Despite the euphoria, many investors remain cautious. The deal that politicians reached postpones the country’s budget reckoning, they said, rather than averting it.

“Nothing got solved,” said T. Doug Dale, chief investment officer for Security Ballew Wealth Management in Jackson, Miss.

According to these and other market watchers, investors were celebrating Wednesday not because they love the budget deal, but because they were grateful there was any deal at all.

“Most people think that no deal would have been worse than a bad deal,” said Mark Lehmann, president of JMP Securities in San Francisco.

The House passed the budget bill late Tuesday, a contentious exercise because many Republicans had wanted a deal that did more to cut government spending. The Senate had already approved the bill.

The late-night vote was a product of lawmakers wanting to avoid government spending cuts and tax increases that kicked in Tuesday, the start of the new year, because there was no budget deal ready.
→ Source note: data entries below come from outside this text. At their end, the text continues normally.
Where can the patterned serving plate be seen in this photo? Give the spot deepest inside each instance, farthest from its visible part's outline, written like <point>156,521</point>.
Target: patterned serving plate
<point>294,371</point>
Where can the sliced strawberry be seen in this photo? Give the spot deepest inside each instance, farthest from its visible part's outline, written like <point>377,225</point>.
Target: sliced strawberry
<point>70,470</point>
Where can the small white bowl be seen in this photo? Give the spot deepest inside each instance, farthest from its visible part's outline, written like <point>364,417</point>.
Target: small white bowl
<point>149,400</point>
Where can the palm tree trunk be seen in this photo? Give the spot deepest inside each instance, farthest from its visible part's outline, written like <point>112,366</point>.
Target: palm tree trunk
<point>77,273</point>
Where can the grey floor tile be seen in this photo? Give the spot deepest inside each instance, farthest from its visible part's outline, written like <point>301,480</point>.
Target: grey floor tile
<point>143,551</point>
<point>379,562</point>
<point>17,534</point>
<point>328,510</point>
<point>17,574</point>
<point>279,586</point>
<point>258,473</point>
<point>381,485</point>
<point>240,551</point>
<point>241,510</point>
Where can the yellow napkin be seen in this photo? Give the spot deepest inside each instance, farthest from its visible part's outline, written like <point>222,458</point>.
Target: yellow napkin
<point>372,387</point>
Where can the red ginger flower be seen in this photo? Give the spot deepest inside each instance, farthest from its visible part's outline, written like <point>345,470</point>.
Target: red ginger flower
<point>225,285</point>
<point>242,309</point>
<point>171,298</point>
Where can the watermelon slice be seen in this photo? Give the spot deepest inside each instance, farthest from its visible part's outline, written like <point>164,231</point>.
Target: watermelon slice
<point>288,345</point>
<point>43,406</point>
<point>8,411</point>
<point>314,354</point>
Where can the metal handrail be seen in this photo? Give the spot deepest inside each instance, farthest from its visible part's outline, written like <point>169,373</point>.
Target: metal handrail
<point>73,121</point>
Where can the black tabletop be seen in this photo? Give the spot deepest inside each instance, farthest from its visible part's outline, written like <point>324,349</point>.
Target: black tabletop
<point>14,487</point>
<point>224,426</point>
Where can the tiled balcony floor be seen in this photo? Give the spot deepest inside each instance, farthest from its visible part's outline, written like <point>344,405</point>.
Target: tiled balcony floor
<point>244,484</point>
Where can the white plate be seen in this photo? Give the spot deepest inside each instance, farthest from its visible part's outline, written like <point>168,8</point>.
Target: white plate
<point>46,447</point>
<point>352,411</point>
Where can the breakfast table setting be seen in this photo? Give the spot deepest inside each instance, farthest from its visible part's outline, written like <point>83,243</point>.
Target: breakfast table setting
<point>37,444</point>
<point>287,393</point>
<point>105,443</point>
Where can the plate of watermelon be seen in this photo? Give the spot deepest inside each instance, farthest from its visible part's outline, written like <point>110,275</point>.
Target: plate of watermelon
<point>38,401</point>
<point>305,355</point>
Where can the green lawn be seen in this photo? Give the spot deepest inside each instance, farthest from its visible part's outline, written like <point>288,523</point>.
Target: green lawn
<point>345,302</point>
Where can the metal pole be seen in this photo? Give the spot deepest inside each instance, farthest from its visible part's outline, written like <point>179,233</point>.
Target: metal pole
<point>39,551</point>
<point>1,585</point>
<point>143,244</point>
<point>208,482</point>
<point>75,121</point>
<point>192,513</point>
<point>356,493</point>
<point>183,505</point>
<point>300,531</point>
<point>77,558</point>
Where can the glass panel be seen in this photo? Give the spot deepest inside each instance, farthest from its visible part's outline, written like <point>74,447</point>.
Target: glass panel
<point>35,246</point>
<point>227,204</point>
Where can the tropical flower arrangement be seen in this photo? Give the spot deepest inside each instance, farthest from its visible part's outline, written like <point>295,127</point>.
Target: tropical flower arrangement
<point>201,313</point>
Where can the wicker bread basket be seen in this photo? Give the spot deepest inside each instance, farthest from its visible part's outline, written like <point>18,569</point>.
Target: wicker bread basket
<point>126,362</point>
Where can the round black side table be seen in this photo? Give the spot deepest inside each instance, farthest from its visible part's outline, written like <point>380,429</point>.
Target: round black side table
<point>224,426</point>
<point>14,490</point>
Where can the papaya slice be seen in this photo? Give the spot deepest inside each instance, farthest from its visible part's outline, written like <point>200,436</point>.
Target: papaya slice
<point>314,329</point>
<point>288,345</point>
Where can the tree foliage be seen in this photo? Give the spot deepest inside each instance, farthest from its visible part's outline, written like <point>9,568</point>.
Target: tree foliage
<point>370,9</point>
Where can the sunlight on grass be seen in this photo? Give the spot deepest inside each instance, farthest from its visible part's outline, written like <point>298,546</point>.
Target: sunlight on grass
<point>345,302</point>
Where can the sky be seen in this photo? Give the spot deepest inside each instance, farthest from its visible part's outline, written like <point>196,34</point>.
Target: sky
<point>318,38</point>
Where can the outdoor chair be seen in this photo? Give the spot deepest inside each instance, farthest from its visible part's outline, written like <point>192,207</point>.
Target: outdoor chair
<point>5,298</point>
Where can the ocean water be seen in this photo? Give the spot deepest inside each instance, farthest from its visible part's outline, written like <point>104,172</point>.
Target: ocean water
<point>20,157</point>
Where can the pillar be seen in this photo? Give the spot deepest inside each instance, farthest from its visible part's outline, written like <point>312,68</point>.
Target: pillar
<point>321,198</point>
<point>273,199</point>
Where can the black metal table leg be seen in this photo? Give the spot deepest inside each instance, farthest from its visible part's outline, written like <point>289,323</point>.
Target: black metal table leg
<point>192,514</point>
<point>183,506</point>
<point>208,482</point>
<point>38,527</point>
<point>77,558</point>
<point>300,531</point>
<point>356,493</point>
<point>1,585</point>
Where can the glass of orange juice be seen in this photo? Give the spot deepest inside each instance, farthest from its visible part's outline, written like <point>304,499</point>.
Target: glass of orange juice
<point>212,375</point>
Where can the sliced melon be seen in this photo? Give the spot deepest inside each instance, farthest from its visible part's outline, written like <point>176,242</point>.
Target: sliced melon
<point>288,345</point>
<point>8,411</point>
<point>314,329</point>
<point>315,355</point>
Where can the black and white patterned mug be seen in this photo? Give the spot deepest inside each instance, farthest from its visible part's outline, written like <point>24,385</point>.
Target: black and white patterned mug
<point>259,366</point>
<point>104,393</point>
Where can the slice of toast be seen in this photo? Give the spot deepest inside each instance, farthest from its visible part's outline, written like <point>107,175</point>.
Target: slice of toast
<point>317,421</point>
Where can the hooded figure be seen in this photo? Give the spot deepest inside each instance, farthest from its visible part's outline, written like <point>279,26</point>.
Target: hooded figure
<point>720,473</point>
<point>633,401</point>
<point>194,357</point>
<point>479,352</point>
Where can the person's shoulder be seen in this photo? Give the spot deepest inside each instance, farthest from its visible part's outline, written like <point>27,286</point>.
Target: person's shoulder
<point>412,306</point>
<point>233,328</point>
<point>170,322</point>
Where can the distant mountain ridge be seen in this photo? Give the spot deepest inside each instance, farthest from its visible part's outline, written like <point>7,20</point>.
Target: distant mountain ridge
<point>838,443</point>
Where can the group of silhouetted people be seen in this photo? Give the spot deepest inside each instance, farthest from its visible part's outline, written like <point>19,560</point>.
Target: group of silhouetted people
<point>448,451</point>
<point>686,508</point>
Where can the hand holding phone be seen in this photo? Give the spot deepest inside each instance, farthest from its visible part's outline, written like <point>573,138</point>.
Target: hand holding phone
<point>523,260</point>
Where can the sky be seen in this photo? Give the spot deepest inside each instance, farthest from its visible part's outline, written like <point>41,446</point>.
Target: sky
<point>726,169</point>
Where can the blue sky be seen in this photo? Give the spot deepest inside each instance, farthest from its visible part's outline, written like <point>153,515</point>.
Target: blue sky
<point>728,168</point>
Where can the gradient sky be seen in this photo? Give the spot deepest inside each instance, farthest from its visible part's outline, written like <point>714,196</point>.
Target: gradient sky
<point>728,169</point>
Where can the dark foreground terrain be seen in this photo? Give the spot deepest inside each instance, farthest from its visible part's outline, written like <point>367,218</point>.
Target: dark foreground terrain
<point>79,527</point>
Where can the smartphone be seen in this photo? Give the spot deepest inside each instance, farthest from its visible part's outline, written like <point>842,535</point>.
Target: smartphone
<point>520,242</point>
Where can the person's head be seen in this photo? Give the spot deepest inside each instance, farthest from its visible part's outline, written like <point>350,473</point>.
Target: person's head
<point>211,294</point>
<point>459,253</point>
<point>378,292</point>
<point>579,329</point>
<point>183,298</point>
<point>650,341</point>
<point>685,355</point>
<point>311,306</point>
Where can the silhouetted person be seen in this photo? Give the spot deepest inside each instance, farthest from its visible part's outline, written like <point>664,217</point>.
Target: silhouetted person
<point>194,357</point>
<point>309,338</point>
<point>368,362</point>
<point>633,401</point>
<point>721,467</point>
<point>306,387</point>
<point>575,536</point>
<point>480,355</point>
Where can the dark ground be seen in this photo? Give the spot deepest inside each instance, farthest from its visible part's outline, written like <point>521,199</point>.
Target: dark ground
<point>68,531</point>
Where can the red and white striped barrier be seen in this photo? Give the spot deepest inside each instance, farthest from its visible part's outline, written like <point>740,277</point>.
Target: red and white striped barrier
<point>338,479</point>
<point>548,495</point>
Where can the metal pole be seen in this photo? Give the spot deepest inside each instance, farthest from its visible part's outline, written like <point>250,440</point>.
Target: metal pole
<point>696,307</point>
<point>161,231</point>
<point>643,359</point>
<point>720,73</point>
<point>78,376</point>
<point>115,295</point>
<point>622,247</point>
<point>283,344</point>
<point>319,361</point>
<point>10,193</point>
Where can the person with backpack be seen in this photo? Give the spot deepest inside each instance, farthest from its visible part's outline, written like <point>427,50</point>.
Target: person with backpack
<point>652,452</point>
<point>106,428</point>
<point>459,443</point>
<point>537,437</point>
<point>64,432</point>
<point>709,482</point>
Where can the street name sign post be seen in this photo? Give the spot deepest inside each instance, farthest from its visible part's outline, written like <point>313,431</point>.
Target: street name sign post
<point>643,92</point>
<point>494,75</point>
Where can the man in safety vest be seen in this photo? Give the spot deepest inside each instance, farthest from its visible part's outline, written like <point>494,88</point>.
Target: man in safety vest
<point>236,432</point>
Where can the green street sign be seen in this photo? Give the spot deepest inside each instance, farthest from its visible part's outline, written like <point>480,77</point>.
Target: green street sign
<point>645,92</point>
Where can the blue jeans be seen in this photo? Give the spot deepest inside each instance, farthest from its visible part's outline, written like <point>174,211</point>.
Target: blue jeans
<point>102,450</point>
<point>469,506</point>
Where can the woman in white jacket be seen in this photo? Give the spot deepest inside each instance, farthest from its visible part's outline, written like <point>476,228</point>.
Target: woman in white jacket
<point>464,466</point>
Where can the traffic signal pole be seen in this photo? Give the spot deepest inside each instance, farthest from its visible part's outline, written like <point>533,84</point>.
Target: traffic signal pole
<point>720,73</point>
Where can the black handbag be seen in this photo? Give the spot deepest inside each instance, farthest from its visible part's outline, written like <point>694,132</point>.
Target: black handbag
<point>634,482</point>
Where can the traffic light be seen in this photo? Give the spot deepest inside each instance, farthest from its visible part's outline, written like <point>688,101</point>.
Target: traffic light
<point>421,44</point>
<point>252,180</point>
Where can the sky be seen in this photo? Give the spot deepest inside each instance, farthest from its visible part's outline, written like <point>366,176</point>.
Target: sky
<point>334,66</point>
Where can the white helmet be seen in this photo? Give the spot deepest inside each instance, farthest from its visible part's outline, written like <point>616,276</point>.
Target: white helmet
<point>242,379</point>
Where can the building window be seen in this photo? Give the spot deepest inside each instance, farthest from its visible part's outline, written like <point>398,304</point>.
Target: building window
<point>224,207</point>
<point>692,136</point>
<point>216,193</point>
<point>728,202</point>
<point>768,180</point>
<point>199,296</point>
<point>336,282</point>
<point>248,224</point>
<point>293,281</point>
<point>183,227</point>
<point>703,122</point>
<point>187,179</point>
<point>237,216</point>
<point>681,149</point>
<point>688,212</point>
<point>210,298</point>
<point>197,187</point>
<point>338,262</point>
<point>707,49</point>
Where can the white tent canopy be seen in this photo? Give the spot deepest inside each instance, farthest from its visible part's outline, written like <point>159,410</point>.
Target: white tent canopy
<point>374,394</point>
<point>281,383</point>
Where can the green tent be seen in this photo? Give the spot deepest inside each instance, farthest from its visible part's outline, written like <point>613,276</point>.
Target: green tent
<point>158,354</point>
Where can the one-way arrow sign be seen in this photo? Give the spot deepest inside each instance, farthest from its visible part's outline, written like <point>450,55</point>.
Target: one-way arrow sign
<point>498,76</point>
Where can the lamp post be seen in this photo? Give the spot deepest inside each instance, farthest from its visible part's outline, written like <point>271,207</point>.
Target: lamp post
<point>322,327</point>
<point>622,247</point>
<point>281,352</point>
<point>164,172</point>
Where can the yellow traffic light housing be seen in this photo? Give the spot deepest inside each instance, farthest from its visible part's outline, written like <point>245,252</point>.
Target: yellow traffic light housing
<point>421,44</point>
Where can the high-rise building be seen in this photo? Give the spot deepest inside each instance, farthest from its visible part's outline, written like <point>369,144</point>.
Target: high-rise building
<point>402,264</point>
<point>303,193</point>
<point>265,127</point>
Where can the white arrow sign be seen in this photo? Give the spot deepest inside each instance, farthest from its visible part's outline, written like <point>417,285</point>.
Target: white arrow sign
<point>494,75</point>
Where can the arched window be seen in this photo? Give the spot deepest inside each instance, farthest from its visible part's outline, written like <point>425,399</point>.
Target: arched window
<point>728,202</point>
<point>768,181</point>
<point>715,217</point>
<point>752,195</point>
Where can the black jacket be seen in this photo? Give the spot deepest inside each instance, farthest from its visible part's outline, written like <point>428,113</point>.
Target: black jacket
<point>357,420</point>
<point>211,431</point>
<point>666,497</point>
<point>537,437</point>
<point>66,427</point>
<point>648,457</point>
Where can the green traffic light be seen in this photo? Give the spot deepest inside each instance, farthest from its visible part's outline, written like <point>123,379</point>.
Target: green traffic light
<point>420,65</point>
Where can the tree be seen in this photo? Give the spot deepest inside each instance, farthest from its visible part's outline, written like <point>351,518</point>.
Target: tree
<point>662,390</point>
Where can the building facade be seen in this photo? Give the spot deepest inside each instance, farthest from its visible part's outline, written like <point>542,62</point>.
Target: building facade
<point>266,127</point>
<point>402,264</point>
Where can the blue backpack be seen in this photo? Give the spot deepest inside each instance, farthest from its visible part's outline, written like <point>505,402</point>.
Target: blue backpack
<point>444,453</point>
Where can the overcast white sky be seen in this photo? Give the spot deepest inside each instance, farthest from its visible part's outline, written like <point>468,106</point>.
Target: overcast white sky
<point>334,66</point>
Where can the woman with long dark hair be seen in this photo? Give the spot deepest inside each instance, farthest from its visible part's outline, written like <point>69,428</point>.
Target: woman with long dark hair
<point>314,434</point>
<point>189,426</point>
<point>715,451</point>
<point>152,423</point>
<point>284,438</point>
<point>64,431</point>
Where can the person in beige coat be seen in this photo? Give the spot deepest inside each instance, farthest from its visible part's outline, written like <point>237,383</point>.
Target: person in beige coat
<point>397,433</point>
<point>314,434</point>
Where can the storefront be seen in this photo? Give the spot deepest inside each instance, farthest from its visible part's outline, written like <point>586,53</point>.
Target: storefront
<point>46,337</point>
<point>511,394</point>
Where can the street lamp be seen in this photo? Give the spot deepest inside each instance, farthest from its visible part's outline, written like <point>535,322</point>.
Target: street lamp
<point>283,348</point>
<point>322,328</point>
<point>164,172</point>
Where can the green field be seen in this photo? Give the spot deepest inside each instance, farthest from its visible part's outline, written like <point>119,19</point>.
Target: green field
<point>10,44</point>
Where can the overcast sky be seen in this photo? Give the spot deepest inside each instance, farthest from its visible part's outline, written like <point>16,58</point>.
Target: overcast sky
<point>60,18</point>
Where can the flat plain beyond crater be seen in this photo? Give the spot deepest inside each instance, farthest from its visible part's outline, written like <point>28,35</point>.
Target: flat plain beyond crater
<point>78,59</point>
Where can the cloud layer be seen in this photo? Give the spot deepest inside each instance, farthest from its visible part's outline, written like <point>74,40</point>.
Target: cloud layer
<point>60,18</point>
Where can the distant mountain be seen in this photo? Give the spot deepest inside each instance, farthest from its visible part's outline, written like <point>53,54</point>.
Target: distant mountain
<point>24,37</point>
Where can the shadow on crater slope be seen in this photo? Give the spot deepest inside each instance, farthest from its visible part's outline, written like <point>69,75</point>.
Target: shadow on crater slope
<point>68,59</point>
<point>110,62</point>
The scenario came to be known as the “fiscal cliff,” because of the threat it posed to the fragile U.S. economic recovery.

The bill passed Tuesday night ended the stalemate for now, but it leaves many questions unanswered, economists said.

“There’s definitely another drama coming down the road,” said Lehmann. “That’s the March cliff.”

The political bickering that’s almost certain to persist could influence ratings agencies to cut the U.S. government’s credit score. That happened before, when Standard & Poor’s cut its rating on U.S. government debt in August 2011, and the stock market plunged.

Even so, Wednesday’s performance gave no hint of concern about the future.

The yield on the 10-year Treasury note rose sharply, to 1.84 percent from 1.75 percent. Prices for oil and key metals were up. The price of copper, which can be a gauge of how investors feel about manufacturing, rose 2.3 percent.

The gains persisted despite small reminders that there are still serious problems punctuating the world economy, like middling growth in the U.S. and the still-unsolved European debt crisis. The government reported that U.S. builders spent less on construction projects in November, the first decline in eight months. And the president of debt-wracked Cyprus said he’d refuse to sell government-owned companies, a provision that the country’s bailout deal says it must at least consider.

Among stocks making big moves, Zipcar shot up 48 percent, rising $3.94 to $12.18, after the company said it would sell itself to Avis. Avis rose 95 cents to $20.77, or 5 percent.

Marriott rose 4 percent, up $1.52 to $38.79, after SunTrust analysts upgraded the stock to “buy.” Headphone maker Skullcandy dropped 13 percent, losing 99 cents to $6.80, after Jefferies analysts downgraded it to “underperform.”